According to the Colorado Attorney General, the presence of "Yes" in the last column means that the company has been

>subject to legal or administrative action by this office or the licensee entered into a voluntary settlement with this office. If the entry is "yes," the licensee may have been subject to one or more letters of admonition, suspension of the license, a judgment or order against the licensee, or other action, including payments (fines, penalties, consumer refunds, or other monetary payments.) Additionally, "yes" may mean that the licensee's records include a voluntary settlement or stipulation with this office. If a licensee has been disciplined, it might still retain its license. Actions and settlements are matters of public record although research, copying, and mailing costs may apply. Contact this office for more information.
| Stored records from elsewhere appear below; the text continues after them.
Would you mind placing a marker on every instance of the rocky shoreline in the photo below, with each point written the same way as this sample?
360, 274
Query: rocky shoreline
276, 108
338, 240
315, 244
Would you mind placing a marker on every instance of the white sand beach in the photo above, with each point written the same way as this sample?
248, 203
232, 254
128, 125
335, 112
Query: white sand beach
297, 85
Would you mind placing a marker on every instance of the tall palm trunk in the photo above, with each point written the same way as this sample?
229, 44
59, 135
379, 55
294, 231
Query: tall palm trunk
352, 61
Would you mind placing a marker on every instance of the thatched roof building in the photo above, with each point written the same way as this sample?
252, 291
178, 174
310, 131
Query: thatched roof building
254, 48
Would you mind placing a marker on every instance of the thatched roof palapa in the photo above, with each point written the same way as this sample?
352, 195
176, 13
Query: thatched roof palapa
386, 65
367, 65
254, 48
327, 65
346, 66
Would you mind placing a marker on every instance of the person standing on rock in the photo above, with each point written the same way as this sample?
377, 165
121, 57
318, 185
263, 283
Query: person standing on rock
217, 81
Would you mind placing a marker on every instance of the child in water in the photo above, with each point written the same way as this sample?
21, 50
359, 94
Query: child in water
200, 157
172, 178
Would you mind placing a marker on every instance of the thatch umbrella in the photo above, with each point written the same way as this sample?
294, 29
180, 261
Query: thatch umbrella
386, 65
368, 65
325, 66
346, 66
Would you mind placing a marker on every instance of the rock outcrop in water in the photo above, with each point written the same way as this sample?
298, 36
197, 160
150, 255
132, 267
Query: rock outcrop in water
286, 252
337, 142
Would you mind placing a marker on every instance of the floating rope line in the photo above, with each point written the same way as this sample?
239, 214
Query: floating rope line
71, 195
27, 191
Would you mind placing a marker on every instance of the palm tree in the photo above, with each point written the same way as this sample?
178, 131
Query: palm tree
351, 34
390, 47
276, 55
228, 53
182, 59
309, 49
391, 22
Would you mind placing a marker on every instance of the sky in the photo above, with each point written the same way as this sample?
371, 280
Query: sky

What's that universe look like?

In [85]:
action = df[df.action == 'Yes']

print(len(action), 'of', '{:,}'.format(record_count))
print('{:.2f}% of debt collectors licensed in Colorado have been subject to some form of legal or administrative action.'.format((len(action) / record_count) * 100))

677 of 2,365
28.63% of debt collectors licensed in Colorado have been subject to some form of legal or administrative action.


In [None]:
# tk: grouping by status code, analyze licenses by year, etc.